Adam Grant did a lot of research on original thinkers for his book Originals: How Non-Conformists Move the World, and he found that there is a sweet spot when it comes to procrastination. Extreme procrastinators tended to produce shoddy work—when they finished the work at all. On the other hand, prescrastinators like me often produced work that was not very original. But people who took time to incubate their ideas tended to be more creative. Grant said, “One of the things that really happens when you slow down is you keep [the project] active in your working memory. And it can be really good for the task that you haven't quite solved yet.”
These days, I’m trying to find that sweet spot Grant talked about. I still find I can’t wait until the very last minute to complete important tasks. That simply generates anxiety that keeps me awake nights. But I’m also striving not to fall back into old habits of sprinting through a project and checking it off my list, never to think about it again. Instead, I’m trying to work slowly—to focus on new challenges in smaller chunks of time. That allows the ideas to percolate slowly.

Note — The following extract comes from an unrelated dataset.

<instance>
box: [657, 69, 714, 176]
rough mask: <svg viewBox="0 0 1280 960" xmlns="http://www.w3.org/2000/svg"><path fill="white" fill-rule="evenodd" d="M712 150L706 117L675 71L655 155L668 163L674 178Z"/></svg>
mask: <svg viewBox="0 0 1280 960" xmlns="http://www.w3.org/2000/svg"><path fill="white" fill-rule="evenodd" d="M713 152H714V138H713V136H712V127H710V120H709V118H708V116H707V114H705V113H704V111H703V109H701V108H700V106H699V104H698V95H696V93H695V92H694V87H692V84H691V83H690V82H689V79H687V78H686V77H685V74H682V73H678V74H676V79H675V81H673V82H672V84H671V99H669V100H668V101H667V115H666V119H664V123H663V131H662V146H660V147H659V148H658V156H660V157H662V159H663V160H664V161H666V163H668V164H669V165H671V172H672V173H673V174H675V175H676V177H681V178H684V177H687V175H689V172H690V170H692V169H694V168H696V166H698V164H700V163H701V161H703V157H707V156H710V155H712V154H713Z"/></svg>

This blog post is a great example. I’ve been thinking a lot about time management for the past few months because I’ve been working with several clients on the challenge of managing their time effectively. Then several weeks ago, I listened to a great TED Radio Hour show on “Slowing Down” (see this week’s featured podcast). I jotted down some ideas from that and set the note in the corner of my desk. Each time I sat down at my desk, I saw the note. I re-read it, and sometimes, another point I wanted to make in the blog post occurred to me, so I’d jot it down. Then I saw the Tim Urban piece which seemed to resonate so much with my social media followers. I did some composing in my head, too, so by the time, I sat down to write, I had a good idea how to organize this piece and what points to include. Once I drafted it, I set it aside for a few days so that I could come back to it with fresh eyes. The final product is this blog post. What I’ve written is certainly not a literary or self-help masterpiece but my ideas are more well-developed than if I had simply churned out a post in a single sitting.
How about you? What strategies allow your ideas to mature so that you can do creative work?